Access to treatment and care increased significantly in the last four years in Africa, from an average of 1% in 2003 to 30% in 2007, she disclosed.
She maintained that it was important to highlight that today 70% of people in need did not have access to these services.
Dr Zaiwari averred that efforts to scale up access to these life-prolonging medicines were hampered by important challenges such as low adherence to treatment regimen and the development of antiretroviral resistance strains.
She commended member states for having taken concrete steps to accelerate HIV prevention.
 “We recognize that HIV prevention programmes in most parts of Africa remain fragmented, uncoordinated and poorly funded,” she averred.

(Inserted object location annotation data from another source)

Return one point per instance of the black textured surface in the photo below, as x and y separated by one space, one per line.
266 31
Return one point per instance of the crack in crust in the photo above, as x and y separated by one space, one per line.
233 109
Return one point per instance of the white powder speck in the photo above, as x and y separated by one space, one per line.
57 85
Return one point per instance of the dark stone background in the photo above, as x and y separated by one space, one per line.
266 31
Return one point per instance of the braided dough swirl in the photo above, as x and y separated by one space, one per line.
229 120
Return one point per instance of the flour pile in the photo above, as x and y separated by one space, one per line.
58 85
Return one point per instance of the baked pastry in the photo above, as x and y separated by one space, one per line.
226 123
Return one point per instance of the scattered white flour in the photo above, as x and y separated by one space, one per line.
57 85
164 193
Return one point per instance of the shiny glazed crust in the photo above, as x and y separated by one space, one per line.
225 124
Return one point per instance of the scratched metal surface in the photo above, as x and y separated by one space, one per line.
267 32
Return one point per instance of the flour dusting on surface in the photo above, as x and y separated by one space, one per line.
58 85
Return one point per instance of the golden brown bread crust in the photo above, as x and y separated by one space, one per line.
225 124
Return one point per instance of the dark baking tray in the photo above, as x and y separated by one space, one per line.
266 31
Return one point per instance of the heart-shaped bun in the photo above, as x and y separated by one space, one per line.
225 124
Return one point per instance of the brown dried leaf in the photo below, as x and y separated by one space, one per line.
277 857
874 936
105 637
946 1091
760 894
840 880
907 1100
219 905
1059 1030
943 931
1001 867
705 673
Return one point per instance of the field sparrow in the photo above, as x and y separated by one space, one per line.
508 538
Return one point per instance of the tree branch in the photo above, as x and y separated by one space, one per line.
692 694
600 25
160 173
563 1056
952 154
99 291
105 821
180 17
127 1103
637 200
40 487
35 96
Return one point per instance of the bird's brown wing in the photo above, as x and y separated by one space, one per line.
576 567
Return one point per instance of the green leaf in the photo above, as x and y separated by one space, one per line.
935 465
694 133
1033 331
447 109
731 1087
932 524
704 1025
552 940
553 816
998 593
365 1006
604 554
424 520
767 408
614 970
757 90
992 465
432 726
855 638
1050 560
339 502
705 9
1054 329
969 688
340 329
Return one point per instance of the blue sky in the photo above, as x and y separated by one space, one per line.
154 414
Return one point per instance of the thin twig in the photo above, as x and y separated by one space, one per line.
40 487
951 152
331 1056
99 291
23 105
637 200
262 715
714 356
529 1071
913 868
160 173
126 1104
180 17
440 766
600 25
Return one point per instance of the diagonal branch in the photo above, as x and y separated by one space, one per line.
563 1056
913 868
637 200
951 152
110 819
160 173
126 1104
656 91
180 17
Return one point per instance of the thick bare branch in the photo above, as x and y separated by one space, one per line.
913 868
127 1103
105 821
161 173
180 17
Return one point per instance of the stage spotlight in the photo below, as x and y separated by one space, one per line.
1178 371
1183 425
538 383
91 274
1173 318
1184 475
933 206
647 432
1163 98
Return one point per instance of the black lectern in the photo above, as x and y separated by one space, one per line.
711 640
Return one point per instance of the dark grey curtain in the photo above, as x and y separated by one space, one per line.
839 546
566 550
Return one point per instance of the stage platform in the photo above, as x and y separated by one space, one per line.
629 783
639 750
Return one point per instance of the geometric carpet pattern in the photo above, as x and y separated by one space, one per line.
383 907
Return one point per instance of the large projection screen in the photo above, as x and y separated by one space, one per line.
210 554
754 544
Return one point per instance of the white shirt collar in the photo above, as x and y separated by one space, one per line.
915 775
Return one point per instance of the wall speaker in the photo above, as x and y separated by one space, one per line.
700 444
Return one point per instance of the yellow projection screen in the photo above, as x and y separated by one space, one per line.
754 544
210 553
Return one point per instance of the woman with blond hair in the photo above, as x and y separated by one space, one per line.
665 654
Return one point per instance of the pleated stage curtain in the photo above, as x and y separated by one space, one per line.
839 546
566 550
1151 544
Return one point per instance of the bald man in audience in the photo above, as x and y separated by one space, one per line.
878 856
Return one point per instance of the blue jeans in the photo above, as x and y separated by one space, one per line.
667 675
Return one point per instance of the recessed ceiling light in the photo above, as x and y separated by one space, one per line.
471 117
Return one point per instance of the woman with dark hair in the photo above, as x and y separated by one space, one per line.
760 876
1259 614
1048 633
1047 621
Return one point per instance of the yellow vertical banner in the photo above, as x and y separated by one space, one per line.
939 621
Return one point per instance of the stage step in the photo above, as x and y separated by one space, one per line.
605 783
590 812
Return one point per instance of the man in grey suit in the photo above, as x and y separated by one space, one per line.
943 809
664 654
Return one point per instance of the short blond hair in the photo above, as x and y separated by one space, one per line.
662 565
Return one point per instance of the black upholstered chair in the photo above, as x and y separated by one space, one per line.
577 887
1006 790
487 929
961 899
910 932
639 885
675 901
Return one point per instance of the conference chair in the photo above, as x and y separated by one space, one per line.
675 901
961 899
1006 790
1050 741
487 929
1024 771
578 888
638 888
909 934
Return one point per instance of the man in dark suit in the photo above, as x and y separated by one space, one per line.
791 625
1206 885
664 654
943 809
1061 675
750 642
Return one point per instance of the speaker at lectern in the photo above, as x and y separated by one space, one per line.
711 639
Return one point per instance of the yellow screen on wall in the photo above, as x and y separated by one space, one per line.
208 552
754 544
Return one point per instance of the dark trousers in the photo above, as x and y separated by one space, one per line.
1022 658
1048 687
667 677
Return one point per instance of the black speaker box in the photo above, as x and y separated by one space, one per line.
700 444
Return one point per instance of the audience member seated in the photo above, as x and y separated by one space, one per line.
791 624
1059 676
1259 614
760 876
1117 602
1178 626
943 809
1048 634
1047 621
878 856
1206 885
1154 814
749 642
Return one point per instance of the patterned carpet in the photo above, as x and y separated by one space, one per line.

She disclosed further that, “we realize that many programmes are being implemented without clear strategic focus based on sound knowledge of the local epidemic or the factors driving the epidemic”.
The president of the Sierra Leone Association of Journalists (SLAJ), Philip Neville, appealed to HARA to be a competent vehicle to propagate correct information to the people.
He also urged NAS’ director to use pictures that would reflect the ailment so that people could be aware and know that HIV was a killer disease.
Abubakarr Munu from HARA appealed to partners to be faithful to one another and use condoms as a way of stopping the spread of HIV.
He intimated that, “the disease is real and it has killed many people in the world whilst some have become orphans”.
Mr Munu assured that, “HARA will help to disseminate information on HIV/AIDS through its members’ daily publications and broadcasts.